Enthusiasm for the Paralympics themselves has been low, with organizers deciding to give away many tickets. With just a tiny percentage of tickets sold, organizers recently announced that they had not raised enough money to fund the Paralympics as planned, leading to some unprecedented downsizing of the Games.

‘The opportunity’

But some see signs that attitudes are shifting, and there’s hope that the Paralympics could swing the pendulum further. There’s the 2009 inauguration of an impressive “inclusion memorial” museum in São Paulo, which charts the history of people with disabilities, for example. And after Rio hosted the Parapan American Games in 2007, some advocates felt more visibility was given to the wider disabled rights movement, not just athletes with disabilities.

“I think things have improved over the past 10 years,” says Antonio Santos, a pharmacy delivery worker in his forties who lost his right arm several years ago. Mr. Santos has lived all over Brazil and makes his deliveries on a skateboard. “Rio is one of the best cities” for people with disabilities, he says, and he expects more progress in the wake of the Paralympic Games.

And despite overall low ticket sales, now that the Olympic Games have wrapped, Brazilians appear to be showing more interest in the Paralympics, perhaps buoyed by the success of local athletes in the Olympics and inspired by human stories of courage and dedication. On the Tuesday following the Olympic closing ceremony, there was a single-day record for Paralympic ticket sales.

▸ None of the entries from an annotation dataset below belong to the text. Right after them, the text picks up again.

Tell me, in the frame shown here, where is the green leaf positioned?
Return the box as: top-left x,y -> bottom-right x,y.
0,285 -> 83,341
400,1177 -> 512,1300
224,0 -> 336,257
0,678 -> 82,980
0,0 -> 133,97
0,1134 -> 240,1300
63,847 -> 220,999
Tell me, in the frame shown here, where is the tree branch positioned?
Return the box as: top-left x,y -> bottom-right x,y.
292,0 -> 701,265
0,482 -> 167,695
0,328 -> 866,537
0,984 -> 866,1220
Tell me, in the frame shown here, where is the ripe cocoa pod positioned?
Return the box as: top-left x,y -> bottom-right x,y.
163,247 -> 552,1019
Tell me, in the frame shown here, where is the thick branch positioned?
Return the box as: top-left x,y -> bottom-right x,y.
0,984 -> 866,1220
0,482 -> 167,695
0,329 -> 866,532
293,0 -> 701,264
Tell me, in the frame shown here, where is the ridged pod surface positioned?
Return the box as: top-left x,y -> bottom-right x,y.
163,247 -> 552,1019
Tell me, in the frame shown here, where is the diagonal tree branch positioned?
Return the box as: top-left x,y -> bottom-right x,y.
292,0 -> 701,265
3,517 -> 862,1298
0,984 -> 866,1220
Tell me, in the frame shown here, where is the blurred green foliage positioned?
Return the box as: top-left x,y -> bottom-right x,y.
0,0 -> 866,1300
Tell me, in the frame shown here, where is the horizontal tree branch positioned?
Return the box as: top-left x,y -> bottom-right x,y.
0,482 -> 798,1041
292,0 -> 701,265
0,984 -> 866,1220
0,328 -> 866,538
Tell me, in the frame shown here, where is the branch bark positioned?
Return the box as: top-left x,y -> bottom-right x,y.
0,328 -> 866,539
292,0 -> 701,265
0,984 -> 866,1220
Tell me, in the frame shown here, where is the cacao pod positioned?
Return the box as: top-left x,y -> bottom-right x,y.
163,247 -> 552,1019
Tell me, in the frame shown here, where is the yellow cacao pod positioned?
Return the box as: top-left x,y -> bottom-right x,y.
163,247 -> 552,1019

Roughly 133,000 were snapped up that day alone.

The challenge, campaigners say, is to turn those upbeat feelings into an abiding social consciousness that can influence policymakers and business leaders.

“I hope it opens the minds of Brazilians,” says Thais Rueda, a sports psychologist who has been involved in organizing the Paralympics.

Back in the gym in Copacabana, judo competitor Araújo acknowledges that, yes, “prejudice exists,” in Brazil. “People still don’t believe in the capabilities of people with disabilities,” he says.

Changing such perceptions is difficult, he says, especially as media coverage of the Paralympics remains relatively subdued and sponsors often disregard athletes with disabilities.

But, he insists, “We can accomplish everything we dream. We just need the opportunity.”